Netflix drops Roald Dahl’s Matilda the Musical because they know what they’ve got here: a wonderful adaptation of the hit West End and Broadway musical based on Dahl’s widely beloved 1988 novel. It’s not the first movie version of this story; Danny DeVito directed the 1996 Matilda that drummed up positive reviews but not much else. So there’s plenty of room to reinvigorate here, and director Matthew Warchus – who directed the West End musical – finds a wonder of a lead in Alisha Weir, working alongside rising star Lashana Lynch (The Woman King, No Time to Die) and stalwart veteran Emma Thompson. As far as Christmas gifts go, it’s a good one.

ROALD DAHL’S MATILDA THE MUSICAL: STREAM IT OR SKIP IT?

The Gist: YELLOW. Everything is SO YELLOW in the maternity ward as mothers and fathers and babies sing about how newborns are little wondrous miracles. And then there’s Mr. and Mrs. Wormwood (Stephen Graham and Andrea Riseborough). He wanted a boy. She was in denial that she was even pregnant. They wheel baby Matilda out wearing expressions of disgust like they’ve just been handed a life sentence. And they have – it’s Matilda’s. How much time passes here? A decade, give or take a bit? Seems about right. Matilda (Weir) spends her time reading, and when she’s not reading, she’s probably reading. “It’s like a holiday in your head,” she says, and she needs the holidays, because her parents are loathsome selfish grotesque ingrates who seem to have decorated themselves and their home with the leftover material from the Mar-a-Lago honeymoon suite circa 1987. Hideous people, they are.
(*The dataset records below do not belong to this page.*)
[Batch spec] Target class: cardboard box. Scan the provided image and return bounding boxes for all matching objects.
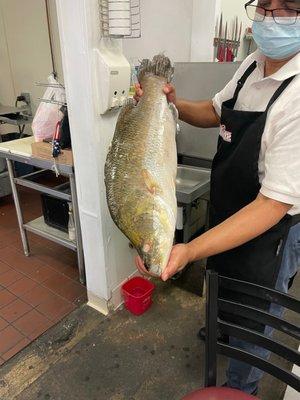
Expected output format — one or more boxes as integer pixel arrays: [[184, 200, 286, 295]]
[[31, 142, 74, 165]]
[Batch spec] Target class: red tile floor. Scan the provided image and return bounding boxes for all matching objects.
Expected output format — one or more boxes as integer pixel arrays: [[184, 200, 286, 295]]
[[0, 188, 86, 365]]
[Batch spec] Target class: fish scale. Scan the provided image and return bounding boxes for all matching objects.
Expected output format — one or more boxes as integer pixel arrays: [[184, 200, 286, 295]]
[[105, 55, 177, 275]]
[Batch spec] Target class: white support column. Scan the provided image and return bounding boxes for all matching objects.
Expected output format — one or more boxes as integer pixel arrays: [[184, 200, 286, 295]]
[[191, 0, 221, 62], [56, 0, 110, 313]]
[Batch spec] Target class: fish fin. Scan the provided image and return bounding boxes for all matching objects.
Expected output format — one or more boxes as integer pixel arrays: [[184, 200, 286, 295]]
[[138, 54, 174, 82], [121, 97, 136, 113], [169, 103, 179, 122], [169, 103, 180, 133], [118, 98, 136, 123], [142, 169, 161, 195]]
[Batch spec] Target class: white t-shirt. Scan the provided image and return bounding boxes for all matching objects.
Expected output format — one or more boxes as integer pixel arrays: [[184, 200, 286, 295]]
[[213, 50, 300, 215]]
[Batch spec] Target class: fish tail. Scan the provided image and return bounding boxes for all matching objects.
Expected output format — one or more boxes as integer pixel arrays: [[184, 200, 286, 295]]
[[138, 54, 174, 83]]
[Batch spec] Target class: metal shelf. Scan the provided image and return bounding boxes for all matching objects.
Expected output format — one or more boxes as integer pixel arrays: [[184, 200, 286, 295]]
[[23, 217, 77, 251]]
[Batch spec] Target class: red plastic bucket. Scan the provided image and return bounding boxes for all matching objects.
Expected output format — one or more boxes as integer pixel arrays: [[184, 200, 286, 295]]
[[122, 276, 155, 315]]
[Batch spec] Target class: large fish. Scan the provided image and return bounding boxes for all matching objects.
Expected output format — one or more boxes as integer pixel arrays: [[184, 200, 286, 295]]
[[105, 55, 177, 276]]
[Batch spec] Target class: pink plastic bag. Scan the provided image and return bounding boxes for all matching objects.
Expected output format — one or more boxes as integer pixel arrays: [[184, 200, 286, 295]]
[[31, 75, 65, 142]]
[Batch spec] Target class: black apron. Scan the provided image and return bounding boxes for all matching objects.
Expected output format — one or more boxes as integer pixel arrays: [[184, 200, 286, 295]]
[[207, 62, 297, 330]]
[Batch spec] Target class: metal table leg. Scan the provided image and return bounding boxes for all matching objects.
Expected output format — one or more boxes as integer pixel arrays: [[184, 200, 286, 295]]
[[183, 204, 192, 243], [6, 158, 29, 257], [69, 175, 85, 285]]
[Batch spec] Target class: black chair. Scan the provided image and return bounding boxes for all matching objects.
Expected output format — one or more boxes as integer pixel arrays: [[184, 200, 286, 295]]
[[183, 271, 300, 400]]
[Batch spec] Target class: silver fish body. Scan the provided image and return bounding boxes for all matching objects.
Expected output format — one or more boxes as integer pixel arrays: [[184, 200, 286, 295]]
[[105, 55, 177, 276]]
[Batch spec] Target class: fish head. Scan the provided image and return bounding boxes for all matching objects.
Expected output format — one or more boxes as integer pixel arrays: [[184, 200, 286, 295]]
[[136, 209, 174, 276]]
Matilda lives in two places: her parents’ attic, or in Mrs. Phelps’ (Sindhu Vee) portable library. Truant officials soon put her in school, where her teacher is Miss Honey (Lynch), who’s as sweet as her name, and her headmistress is Miss Agatha Trunchbull (Thompson), a vicious old fascist cementmixer of a woman who probably has to start herself up every morning by jamming in a handle and cranking away. Trunchbull runs the school like a Siberian gulag. The place makes the pit in Buffalo Bill’s basement look like a Greek-isle resort. Trunchbull refers to children as “maggots” and feeds them glop in a pot and when they misbehave they end up in a spike-lined box affectionately dubbed “the chokey.” When Miss Honey dares enter the headmistress’ surveillance-state office, Trunchbull spits, “Don’t just stand there like a wet tissue!” When she puckers her lips to blow a whistle like she’s releasing the hounds, there’s more than a hint of a mustache. Did I mention she’s the villain of the story?
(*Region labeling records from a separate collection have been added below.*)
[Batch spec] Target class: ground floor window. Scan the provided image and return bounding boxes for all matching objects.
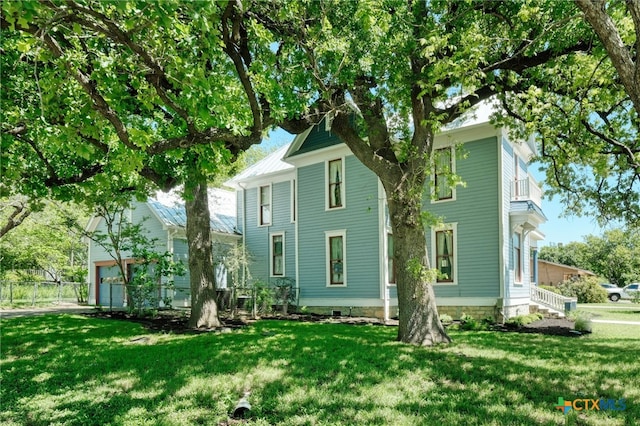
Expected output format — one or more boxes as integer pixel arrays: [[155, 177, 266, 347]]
[[431, 223, 458, 284], [326, 231, 347, 286]]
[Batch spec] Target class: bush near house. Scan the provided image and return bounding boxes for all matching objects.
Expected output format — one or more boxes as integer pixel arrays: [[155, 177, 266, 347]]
[[558, 277, 607, 303]]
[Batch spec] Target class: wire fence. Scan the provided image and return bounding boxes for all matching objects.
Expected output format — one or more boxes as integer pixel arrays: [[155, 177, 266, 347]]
[[0, 281, 88, 306]]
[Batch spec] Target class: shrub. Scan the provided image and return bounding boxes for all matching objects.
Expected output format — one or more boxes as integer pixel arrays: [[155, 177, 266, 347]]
[[505, 312, 543, 328], [440, 314, 453, 325], [558, 277, 607, 303], [568, 311, 592, 333]]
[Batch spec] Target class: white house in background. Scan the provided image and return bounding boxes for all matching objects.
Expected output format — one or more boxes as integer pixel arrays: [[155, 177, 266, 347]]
[[86, 189, 241, 307]]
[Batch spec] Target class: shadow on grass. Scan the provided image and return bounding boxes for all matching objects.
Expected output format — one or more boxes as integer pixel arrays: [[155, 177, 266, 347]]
[[0, 315, 640, 425]]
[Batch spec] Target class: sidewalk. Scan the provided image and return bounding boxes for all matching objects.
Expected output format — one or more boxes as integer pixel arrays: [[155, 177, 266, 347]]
[[591, 320, 640, 325]]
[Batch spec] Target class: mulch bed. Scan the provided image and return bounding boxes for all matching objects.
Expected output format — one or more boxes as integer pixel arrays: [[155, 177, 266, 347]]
[[84, 311, 583, 337]]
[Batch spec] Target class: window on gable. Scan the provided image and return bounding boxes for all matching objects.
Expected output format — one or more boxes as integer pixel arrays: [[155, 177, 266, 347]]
[[435, 229, 456, 283], [271, 234, 284, 277], [387, 234, 396, 284], [259, 185, 271, 225], [326, 231, 347, 286], [327, 159, 344, 209], [433, 147, 454, 201], [513, 232, 522, 283]]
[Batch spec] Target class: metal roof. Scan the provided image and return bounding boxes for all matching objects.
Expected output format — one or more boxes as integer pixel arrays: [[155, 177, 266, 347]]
[[225, 143, 294, 187]]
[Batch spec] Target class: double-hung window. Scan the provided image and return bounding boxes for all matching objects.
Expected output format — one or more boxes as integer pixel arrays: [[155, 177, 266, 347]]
[[431, 223, 458, 285], [271, 233, 284, 277], [258, 185, 271, 226], [327, 158, 344, 209], [433, 147, 455, 201], [325, 231, 347, 286]]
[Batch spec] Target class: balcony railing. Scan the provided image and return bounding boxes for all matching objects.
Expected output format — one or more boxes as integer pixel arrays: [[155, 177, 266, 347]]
[[531, 286, 578, 312], [511, 176, 542, 206]]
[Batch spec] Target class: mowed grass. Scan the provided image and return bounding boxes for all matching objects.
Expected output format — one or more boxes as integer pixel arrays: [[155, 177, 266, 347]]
[[0, 315, 640, 425], [578, 303, 640, 322]]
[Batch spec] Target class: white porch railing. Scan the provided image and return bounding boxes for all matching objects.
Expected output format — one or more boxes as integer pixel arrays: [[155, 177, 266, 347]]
[[531, 286, 578, 312], [511, 176, 542, 206]]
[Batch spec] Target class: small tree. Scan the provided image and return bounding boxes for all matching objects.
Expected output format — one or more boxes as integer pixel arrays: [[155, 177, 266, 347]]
[[87, 200, 186, 315]]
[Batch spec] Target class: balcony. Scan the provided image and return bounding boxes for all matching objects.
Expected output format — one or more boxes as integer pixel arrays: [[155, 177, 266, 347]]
[[509, 176, 547, 235], [511, 176, 542, 207]]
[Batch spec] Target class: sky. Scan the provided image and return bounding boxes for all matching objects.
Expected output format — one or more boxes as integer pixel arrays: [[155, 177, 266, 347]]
[[261, 129, 603, 247]]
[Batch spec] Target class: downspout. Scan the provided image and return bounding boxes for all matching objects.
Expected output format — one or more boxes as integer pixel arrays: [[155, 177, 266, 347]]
[[236, 182, 247, 287]]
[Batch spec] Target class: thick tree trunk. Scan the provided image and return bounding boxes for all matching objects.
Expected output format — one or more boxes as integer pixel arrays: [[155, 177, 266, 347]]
[[387, 181, 451, 346], [185, 168, 221, 328]]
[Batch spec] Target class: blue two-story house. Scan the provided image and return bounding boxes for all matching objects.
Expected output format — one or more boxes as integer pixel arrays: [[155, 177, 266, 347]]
[[228, 106, 545, 319]]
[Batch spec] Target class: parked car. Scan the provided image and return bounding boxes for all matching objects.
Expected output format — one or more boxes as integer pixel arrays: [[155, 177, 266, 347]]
[[600, 283, 630, 302]]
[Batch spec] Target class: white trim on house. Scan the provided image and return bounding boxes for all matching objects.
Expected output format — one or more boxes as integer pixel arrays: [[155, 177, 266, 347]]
[[324, 157, 347, 211], [234, 169, 295, 189], [256, 182, 273, 228], [296, 167, 300, 304], [496, 129, 509, 298], [300, 297, 388, 307], [431, 222, 458, 286], [283, 143, 353, 167], [269, 231, 287, 278], [436, 297, 499, 306], [378, 179, 389, 321], [289, 178, 298, 223], [429, 145, 457, 204], [324, 229, 347, 288]]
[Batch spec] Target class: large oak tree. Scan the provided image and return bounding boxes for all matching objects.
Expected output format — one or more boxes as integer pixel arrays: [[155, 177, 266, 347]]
[[0, 1, 310, 327], [248, 1, 592, 345]]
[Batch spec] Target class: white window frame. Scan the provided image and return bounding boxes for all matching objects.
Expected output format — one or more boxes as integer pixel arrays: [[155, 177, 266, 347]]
[[324, 157, 347, 211], [431, 146, 456, 204], [431, 222, 459, 286], [324, 229, 347, 288], [511, 231, 524, 285], [257, 184, 273, 226], [269, 232, 287, 278]]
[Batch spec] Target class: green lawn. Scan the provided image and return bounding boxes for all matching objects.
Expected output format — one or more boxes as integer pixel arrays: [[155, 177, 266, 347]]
[[0, 315, 640, 425], [578, 303, 640, 322]]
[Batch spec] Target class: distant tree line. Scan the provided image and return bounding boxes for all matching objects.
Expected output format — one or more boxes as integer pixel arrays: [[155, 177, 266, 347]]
[[539, 229, 640, 287]]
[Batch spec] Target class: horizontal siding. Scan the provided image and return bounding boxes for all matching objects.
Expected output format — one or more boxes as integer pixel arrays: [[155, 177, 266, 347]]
[[245, 181, 296, 283], [298, 156, 380, 303], [425, 138, 500, 297], [173, 238, 191, 306]]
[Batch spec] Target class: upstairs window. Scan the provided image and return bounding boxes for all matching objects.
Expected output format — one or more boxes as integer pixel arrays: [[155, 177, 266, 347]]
[[327, 159, 344, 209], [433, 147, 455, 201], [258, 185, 271, 226], [271, 234, 284, 277]]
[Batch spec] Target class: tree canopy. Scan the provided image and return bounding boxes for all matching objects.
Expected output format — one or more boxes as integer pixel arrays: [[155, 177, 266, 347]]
[[0, 0, 639, 344], [496, 0, 640, 226]]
Somehow, the universe has rendered Matilda so smart, she explodes the precocity scale. She can solve complex calculus formulae and she reads Dostoevsky. She visits Mrs. Phelps and shares chapters of a story she concocted about a forlorn circus-performer couple who can’t have children and therefore decide to partake in an insane stunt – so she appears to have great fiction-writing talent, too. Matilda’s destiny, obviously, is to make sure Trunchbull’s karmic retribution is more succulent than butter-drenched lobster tail. It won’t be quick or easy, though. She has to navigate her parents’ crass stupidity, and observe as her poor classmates suffer at Trunchbull’s scaly hand. Miss Honey encourages her the best she can considering the totalitarian regime. The tables begin to turn when the children sing and dance a heartwrenching stunner, “When I Grow Up” – and when Matilda shows a hint of telekinetic ability. Time to move over, Carrie!

Matilda 2022
Photo: Everett Collection

What Movies Will It Remind You Of?: I’m not saying Matilda is precisely on par with a classic, but it gives me some vibrant Mary Poppins vibes.
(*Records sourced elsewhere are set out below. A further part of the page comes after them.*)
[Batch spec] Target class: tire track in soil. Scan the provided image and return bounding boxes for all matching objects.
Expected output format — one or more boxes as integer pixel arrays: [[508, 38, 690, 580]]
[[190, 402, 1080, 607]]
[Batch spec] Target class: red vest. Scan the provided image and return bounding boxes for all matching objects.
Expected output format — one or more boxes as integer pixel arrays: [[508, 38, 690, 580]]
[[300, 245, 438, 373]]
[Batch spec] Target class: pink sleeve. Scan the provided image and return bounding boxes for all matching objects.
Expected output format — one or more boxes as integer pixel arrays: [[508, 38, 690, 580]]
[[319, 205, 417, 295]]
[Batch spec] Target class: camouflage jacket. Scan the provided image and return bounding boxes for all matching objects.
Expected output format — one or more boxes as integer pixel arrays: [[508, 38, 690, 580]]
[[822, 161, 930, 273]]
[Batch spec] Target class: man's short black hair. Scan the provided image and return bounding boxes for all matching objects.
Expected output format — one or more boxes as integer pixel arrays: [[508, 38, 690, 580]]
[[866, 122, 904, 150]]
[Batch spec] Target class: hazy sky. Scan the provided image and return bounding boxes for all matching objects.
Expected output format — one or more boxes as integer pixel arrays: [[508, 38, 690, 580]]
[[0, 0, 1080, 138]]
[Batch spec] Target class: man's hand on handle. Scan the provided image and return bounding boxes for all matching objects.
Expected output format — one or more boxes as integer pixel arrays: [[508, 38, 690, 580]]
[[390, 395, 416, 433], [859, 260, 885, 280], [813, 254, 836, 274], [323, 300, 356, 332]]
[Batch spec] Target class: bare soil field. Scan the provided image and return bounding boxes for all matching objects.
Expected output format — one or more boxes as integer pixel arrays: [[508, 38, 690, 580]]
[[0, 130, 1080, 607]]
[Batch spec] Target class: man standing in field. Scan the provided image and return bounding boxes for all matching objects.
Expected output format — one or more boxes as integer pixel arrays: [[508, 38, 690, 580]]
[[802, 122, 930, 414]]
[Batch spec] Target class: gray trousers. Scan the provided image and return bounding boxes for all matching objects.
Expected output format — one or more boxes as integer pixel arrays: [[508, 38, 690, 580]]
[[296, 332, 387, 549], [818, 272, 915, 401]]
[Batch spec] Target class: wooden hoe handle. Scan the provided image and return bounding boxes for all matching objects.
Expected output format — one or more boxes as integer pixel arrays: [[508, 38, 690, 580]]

Performance Worth Watching: Thompson’s putridity is the eighth wonder of the world; Keir and Lynch’s earnestness may combine to form the ninth.

Memorable Dialogue: You have not lived until you’ve heard Emma Thompson deliver the line, “We are not here to encourage or nurture. We are here to crush them until the wriggling stops.”

Sex and Skin: None.

Our Take: Exaggerationland is the perfect place to stage a musical. It sets the stage for amusing hyperbole and the outsized emotions that Broadway-style song-and-dance conveys. And considering Matilda is told from the perspective of a highly imaginative child – where the seeds of hyperbole and outsized emotions find such fertile purchase – this project is marvelously tight in concept. Too frequently for me, musicals are like an obnoxious drunk who won’t shut up. This musical is like being in the company of a talented and intelligent young person who isn’t afraid to express both traits.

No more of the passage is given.